Author: Premier Eye Associates

As Halloween quickly approaches many may be looking to elevate this year’s costume with cosmetic contact lenseslenses that can change your eye color, pupil shape, or even add patterns to look like a certain character.

While these lenses can be a fun way to alter your appearance and really take your costume to the next level, they can also be dangerous. Here are some things you should know before buying cosmetic contact lenses.

 

FDA Regulation of Contacts

Contact lenses are regulated through the US Food and Drug Administration (FDA). This means contact lens manufacturers are held to a certain standard to ensure the lenses they produce are safe to wear.

The FDA classifies any contact lens (soft or hard) as posing at least a “moderate” risk to the consumer in terms of potential harm and infection to the eye. This means even the safest of lenses that undergo the strictest testing come with some risk to the wearer. Anything that falls short of the FDA’s approval criterion only increases this risk.

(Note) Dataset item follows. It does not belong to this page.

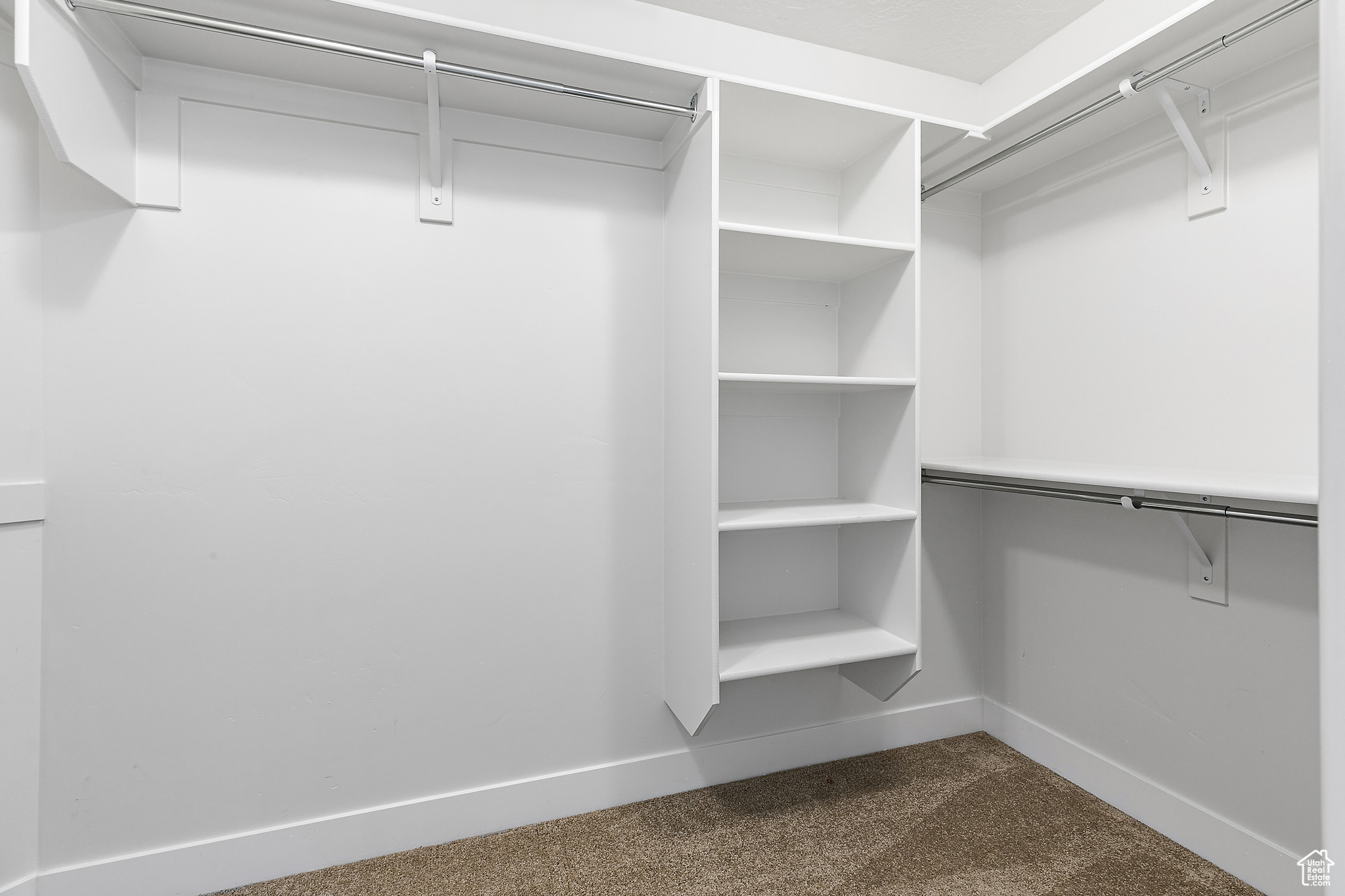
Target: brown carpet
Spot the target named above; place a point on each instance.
(965, 816)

During initial testing, the FDA investigates how the lens is manufactured, the chemical make-up of the lens, the microbiology of the lens, and the toxicology of the lens.

One of the most important aspects of this data is the microbiology component.

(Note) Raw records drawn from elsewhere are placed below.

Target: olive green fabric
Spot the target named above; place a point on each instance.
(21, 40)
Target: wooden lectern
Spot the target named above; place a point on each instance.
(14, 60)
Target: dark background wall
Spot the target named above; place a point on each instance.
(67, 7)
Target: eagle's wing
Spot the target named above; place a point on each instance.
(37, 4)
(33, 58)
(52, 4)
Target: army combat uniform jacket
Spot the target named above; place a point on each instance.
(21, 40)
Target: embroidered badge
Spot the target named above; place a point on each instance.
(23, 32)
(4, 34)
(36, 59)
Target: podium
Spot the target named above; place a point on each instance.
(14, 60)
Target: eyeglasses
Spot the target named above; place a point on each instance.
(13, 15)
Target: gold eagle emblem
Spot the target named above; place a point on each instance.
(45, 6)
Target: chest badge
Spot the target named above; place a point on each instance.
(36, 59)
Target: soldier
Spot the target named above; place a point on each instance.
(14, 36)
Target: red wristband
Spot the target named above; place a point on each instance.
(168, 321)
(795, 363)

Contact lenses must be kept moist to avoid them drying up and becoming unwearable. However, they also need to be kept sterile—rid of bacteria—so that the lens does not cause infection upon insertion into the eye.

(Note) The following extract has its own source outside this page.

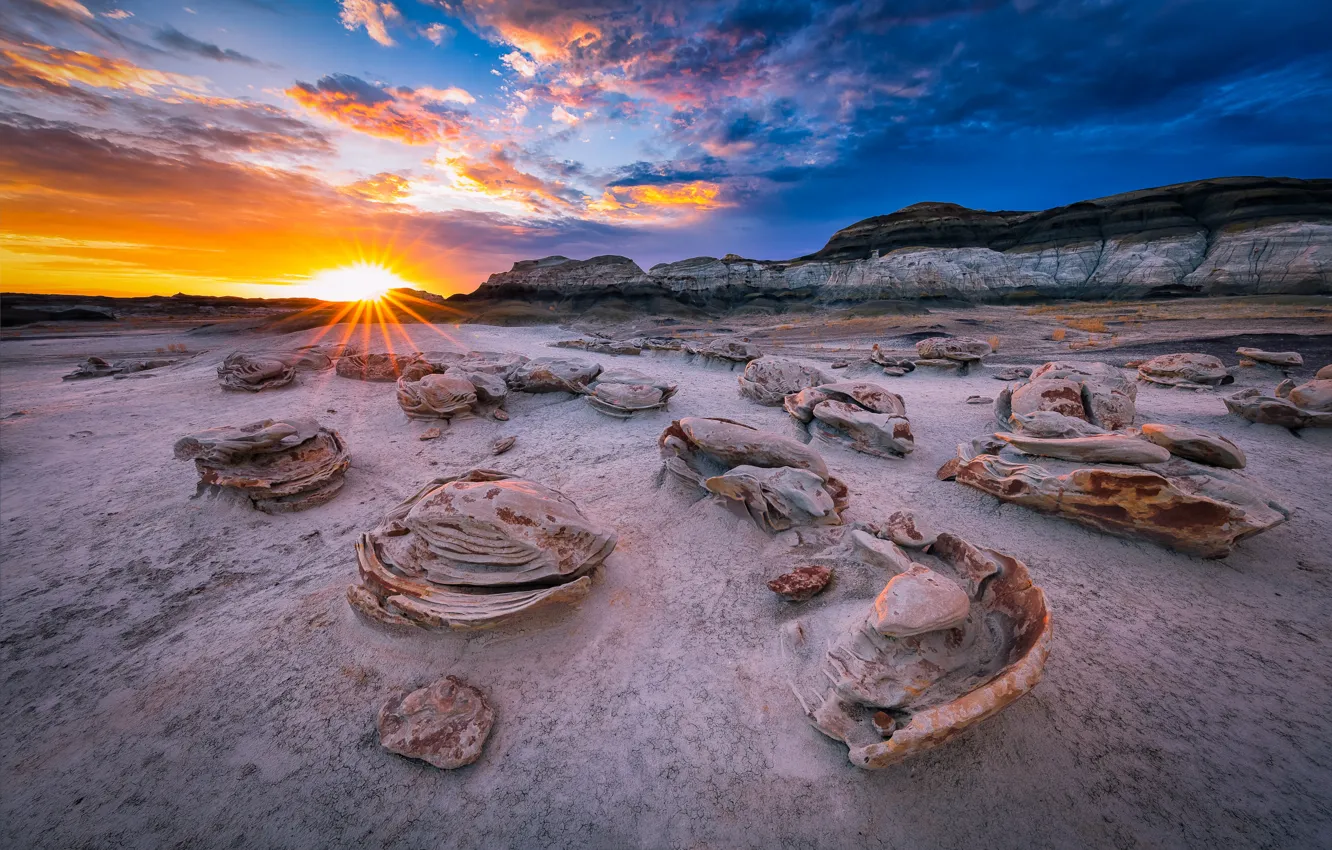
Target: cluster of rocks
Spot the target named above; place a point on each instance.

To accomplish this, lenses come individually wrapped in a foil packet. These foil packets are filled with a sterile saline and preservatives to prolong shelf life.

The lenses go through rigorous testing to ensure the saline and lens are sterile and remain sterile until the foil packet is opened, and the lens is removed to be inserted into the eye.

Creating a lens and saline solution that is sterile enough to inhibit bacterial growth but is non-harmful to the eye is a rather complicated process—hence why it is so carefully regulated by the FDA.

A lens’s chemical makeup is also a crucial aspect as to how safe it is to wear.

The cornea (the frontmost structure of the eye) gets most of its oxygen from the air as it does not have a blood supply. If you place a contact lens on the eye that does not transmit oxygen flow, it can essentially cut off the cornea’s oxygen supply and starve it of the nutrition it needs, leading to new blood vessel growth, ischemia, and increased risk for infection.

For this reason, the FDA also looks into a lens’s Dk value—or the amount of oxygen transmissibility a lens allows for.

We want a high Dk value. Lenses with a lower Dk value pose additional wear risks and must be taken out each night (i.e. cannot be slept in).

Additionally, the FDA requires contact lenses to have an updated prescription from a licensed optometrist or ophthalmologist.

This is because contact lens wear does have “moderate” risk. It is therefore very important that a doctor look at your eyes and chose a lens with properties that will fit your eyes well, as contact lenses come in a variety of sizes and with varying characteristics and measurements.

The doctor will also properly train you in all things contact lens related—lens insertion, lens removal, proper lens care, and signs or symptoms of infection.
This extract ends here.